Expressing Preferences in a Principal-Agent Task: A Comparison of Choice, Rating, and Matching

One of the more disturbing yet important findings in the social sciences is the observation that alternative tasks result in different expressed preferences among choice alternatives. We examine this problem not from the perspective of an individual making personal decisions, but from the perspective of an agent trying to follow the known values of a principal. In two studies, we train people to evaluate outcomes described by specific attributes and then examine their ability to express these known values with three common tasks: ratings of individual alternatives, choices among triples of alternatives, and matching pairs of alternatives to indifference. We find that each preference assessment method has distinct strengths and weaknesses. Ratings are quick, robust at following known values, and are perceived as an easy task by respondents. However, because ratings require projection to an imprecise response scale, respondents have difficulty when applying them to more complex preference structures. Further, they place too much weight on negative information, a result that is consistent with reference-dependent loss aversion. Choice is perceived as the most realistic task and the one about which people feel the most confident.
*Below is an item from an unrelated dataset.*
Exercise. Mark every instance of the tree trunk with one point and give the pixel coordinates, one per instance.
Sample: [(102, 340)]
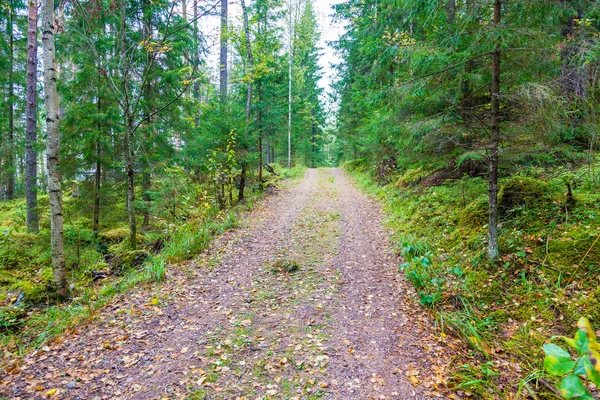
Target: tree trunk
[(97, 174), (493, 251), (314, 128), (130, 171), (97, 183), (574, 73), (196, 58), (53, 149), (10, 138), (290, 62), (223, 55), (249, 94), (31, 130), (148, 137), (260, 134)]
However, choices exhibit the most negativity, which, in addition to flowing from the same perceptual bias of ratings, may be exacerbated by a screening strategy that excludes alternatives possessing the lowest level of an attribute. Finally, the matching task takes the most time and is perceived to be the most difficult. It shows minimal biases, except for one glaring flaw, a substantial overweighting of the matching variable. This bias is consistent with a well-known compatibility bias and suggests that agents can learn to use a matching task appropriately for all attributes except the matching variable itself. The article concludes with a discussion of the theoretical mechanisms by which these biases infiltrate different elicitation modes and a summary of managerial implications of these results.